Tiwary is attached to write and produce a television miniseries based on The Fifth Beatle. Sonar Entertainment has optioned the rights to The Fifth Beatle for development as a multi-part television event series. Tiwary will pen the series adaptation and serve as executive producer. The project has also acquired rights to Beatles songs from Sony.

===TEG+===
On February 23, 2022, Tiwary closed an equity investment to launch TEG+, expanding on his award-winning work at Tiwary Entertainment Group. With the addition of former Netflix and Donners’ Company exec, Jack Leslie, as co-president and Head of Film + Television, TEG+ is primed to impact film and television immediately.
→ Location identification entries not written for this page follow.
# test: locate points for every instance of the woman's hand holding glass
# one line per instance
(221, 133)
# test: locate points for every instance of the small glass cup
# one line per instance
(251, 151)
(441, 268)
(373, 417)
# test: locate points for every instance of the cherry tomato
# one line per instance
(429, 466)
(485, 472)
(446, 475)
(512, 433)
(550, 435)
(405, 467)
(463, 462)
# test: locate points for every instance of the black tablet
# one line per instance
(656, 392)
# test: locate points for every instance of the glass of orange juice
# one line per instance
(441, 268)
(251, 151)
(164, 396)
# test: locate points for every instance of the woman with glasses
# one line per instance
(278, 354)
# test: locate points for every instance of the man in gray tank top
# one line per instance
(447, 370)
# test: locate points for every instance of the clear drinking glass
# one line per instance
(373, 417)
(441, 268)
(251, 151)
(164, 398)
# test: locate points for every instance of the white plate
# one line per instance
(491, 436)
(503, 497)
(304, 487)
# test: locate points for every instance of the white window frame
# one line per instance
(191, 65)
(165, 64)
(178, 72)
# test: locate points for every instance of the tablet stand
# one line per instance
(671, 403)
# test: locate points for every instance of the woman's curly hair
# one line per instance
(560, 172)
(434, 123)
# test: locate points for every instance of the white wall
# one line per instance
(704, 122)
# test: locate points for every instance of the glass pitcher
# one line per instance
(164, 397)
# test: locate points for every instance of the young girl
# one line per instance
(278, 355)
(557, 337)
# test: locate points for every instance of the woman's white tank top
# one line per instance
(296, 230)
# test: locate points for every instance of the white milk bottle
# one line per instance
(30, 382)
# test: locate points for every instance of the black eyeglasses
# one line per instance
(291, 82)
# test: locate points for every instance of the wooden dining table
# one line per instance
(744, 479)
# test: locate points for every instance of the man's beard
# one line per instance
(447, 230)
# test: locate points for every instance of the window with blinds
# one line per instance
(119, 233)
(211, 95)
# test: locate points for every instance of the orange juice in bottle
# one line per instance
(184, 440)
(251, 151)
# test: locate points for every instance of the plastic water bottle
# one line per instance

TEG+ focuses entirely on working with high-profile original music, premier established music catalogs, A-list musicians, and composers—creating narrative entertainment for all forms of media and technology (stage, film, TV, NFTs, etc.). TEG+’s first venture into TV and film is the previously announced limited TV series The Fifth Beatle: The Brian Epstein Story. The Fifth Beatle is the only project about Brian Epstein with The Beatles music/song rights in place and is the first non-documentary bio project about the Beatles to have secured access to their music/songs. The Fifth Beatle is part of a slate of ten new projects revolving around high-profile music, the rest of which will be announced in the coming months. TEG+ named Elie Landau as Chief Operating Officer on March 11, 2022.

TEG+ announced its next project on March 11, 2022. Acquiring the stage rights to the beloved children's book Harold and the Purple Crayon by Crockett Johnson with plans to adapt it into a Broadway production, the musical will feature new and original songs composed by pop group AJR’s Jack and Ryan Met. TEG+ is still in the process of securing a book writer for the Broadway adaptation.

==Personal life==
Tiwary lives in New York with his wife, author, researcher, professor of psychology and neuroscience, Dr. Tracy Dennis-Tiwary, and their two children, Kavi and Nandini.